Re: advice on diagnosing Spark stall for 1.5hr out of 3.5hr job?

2015-02-04 Thread Imran Rashid
Hi Michael,

judging from the logs, it seems that those tasks are just working a really
long time.  If you have long running tasks, then you wouldn't expect the
driver to output anything while those tasks are working.

What is unusual is that there is no activity during all that time the tasks
are executing.  Are you sure you are looking at the activity of the
executors (the nodes that are actually running the tasks), and not the
activity of the driver node (the node where your main program lives, but
that doesn't do any of the distributed computation)?  It would be perfectly
normal for the driver node to be idle while all the executors were busy
with long running tasks.

I would look at:
(a) the cpu usage etc. of the executor nodes during those long running tasks
(b) the thread dumps of the executors during those long running tasks
(available via the UI under the Executors tab, or just log into the boxes
and run jstack).  Ideally this will point out a hotspot in your code that
is making these tasks take so long.  (Or perhaps it'll point out what is
going on in spark internals that is so slow)
(c) the summary metrics for the long running stage, when it finally
finishes (also available in the UI, under the Stages tab).  You will get
a breakdown of how much time is spent in various phases of the tasks, how
much data is read, etc., which can help you figure out why tasks are slow


Hopefully this will help you find out what is taking so long.  If you find
out the executors really arent' doing anything during these really long
tasks, it would be great to find that out, and maybe get some more info for
a bug report.

Imran


On Tue, Feb 3, 2015 at 6:18 PM, Michael Albert 
m_albert...@yahoo.com.invalid wrote:

 Greetings!

 First, my sincere thanks to all who have given me advice.
 Following previous discussion, I've rearranged my code to try to keep the
 partitions to more manageable sizes.
 Thanks to all who commented.

 At the moment, the input set I'm trying to work with is about 90GB (avro
 parquet format).

 When I run on a reasonable chunk of the data (say half) things work
 reasonably.

 On the full data, the spark process stalls.
 That is, for about 1.5 hours out of a 3.5 hour run, I see no activity.
 No cpu usage, no error message, no network activity.
 It just seems to sits there.
 The messages bracketing the stall are shown below.

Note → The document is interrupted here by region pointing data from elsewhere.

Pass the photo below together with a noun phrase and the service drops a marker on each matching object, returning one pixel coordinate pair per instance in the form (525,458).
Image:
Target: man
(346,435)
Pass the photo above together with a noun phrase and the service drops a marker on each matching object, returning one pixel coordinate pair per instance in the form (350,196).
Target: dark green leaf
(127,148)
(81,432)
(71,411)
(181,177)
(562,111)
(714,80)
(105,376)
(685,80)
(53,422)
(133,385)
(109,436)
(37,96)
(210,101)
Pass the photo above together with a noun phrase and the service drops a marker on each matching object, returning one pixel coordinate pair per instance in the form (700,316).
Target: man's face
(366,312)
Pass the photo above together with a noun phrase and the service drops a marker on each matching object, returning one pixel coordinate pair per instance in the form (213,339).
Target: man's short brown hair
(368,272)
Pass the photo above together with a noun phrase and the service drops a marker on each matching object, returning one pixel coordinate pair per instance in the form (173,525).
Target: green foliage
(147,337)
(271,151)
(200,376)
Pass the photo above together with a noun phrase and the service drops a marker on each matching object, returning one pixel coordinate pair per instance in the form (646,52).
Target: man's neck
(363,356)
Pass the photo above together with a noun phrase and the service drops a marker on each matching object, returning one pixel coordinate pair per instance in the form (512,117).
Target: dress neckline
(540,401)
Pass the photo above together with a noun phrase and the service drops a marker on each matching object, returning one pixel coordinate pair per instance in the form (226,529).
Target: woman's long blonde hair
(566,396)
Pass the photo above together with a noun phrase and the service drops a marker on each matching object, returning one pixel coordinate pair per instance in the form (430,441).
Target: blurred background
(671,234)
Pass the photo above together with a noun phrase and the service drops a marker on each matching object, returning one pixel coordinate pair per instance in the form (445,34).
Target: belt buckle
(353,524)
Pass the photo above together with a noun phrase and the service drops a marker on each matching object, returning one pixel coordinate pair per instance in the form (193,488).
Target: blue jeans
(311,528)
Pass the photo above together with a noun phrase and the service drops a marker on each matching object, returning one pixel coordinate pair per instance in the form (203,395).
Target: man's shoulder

 Any advice on how to diagnose this?
 I don't get any error messages.
 The spark UI says that it is running a stage, but it makes no discernible
 progress.
 Ganglia shows no CPU usage or network activity.
 When I shell into the worker nodes there are no filled disks or other
 obvious problems.

 How can I discern what Spark is waiting for?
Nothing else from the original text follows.